Animalia is a game in which you play four forest creatures who are trying to cover up the ritual sacrifice of a small child by piloting a replica of that small child. You get to choose which animals control the head, arms, torso and legs; some of them are more inept than others, but the sum effect is always a big mess. It is a very silly game, and genuinely funny.

Wacky is a difficult thing to pull off. Surprise is a big element of comedy, and particularly so in wacky comedy – if a particular approach to wackiness becomes familiar and predictable, it has nothing going for it at all. And Animalia is doing a slight spin on a very well-trodden schtick. It’s part of a vast family of jokes – There’s Something Wrong About This Dude, And We’ve Got To Hide That. Octodad, QWOP. Every Weekend at Bernie’s corpse gag, every three-small-children-in-a-big-trenchcoat bit, every thing where aliens attempt to pass as human. There are two jokes in this scenario: the impostor being bad at imposting, and how their marks manage to buy it anyway. (In this case, because kids are weird and Charlie was a weird kid in the first place).

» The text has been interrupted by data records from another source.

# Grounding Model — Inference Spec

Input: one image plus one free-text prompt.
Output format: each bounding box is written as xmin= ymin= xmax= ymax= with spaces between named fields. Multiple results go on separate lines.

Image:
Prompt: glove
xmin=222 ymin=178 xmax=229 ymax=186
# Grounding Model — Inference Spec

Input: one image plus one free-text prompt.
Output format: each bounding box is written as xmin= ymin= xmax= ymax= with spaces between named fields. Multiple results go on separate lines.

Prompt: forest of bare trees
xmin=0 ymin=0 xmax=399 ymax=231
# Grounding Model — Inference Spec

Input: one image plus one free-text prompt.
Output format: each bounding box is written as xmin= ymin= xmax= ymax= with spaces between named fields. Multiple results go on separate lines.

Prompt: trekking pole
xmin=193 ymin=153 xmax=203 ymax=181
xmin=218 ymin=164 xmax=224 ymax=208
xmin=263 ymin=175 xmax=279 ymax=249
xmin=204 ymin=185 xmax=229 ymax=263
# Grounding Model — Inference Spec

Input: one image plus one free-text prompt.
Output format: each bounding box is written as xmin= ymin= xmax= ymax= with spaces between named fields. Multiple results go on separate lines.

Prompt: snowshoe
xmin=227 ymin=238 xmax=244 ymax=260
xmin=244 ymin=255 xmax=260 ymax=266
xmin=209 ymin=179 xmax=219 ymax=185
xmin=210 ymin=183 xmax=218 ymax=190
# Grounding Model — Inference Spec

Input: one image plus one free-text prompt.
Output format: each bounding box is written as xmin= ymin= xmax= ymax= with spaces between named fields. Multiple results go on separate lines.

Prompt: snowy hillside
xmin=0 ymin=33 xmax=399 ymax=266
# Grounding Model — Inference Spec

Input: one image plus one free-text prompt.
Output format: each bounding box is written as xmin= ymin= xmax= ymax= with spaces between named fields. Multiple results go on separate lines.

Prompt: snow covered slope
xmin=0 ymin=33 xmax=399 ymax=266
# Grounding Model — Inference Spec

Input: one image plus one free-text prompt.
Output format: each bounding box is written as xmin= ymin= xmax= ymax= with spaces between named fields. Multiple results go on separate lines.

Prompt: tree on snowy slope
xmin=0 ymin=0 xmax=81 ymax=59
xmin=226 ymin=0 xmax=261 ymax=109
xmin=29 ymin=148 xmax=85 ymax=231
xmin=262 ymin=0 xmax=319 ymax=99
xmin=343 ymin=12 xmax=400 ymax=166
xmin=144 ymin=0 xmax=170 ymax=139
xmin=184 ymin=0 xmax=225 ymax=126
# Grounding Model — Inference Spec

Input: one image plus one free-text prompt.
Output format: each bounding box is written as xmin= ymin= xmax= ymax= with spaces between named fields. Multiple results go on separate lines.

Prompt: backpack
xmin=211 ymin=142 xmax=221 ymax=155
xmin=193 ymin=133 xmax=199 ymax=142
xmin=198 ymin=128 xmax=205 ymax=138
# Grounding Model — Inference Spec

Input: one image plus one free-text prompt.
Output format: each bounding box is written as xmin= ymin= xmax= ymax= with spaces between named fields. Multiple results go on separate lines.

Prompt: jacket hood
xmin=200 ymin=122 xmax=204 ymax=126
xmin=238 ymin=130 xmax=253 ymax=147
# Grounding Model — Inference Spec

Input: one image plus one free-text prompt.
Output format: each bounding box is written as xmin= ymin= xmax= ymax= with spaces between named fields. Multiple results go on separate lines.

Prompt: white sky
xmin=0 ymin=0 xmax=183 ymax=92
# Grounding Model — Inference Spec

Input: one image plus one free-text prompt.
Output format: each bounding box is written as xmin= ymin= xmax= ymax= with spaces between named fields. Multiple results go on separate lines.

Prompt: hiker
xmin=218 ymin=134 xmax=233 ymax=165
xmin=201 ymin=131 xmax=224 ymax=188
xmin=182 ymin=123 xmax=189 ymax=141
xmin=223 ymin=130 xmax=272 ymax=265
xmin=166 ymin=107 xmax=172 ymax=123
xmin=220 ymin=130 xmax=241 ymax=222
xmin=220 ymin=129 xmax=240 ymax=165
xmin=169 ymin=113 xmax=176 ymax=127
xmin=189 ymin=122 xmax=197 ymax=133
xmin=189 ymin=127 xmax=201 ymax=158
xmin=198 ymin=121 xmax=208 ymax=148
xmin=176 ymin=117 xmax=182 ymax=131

But it doesn’t feel like a tired retread of something we’ve seen a million times. It manages to pull off quite a lot of physical slapstick despite being all-text; it does just as well with the squad’s disastrous social efforts and internal conflicts. I don’t have a lot of useful analysis about how it manages this, except for the rather unilluminating explanation of Good Writing. There’s not a lot of space in wacky comedy between ‘painfully tedious’ and ‘really good’ – either the joke lands or you die – but Animalia lands it.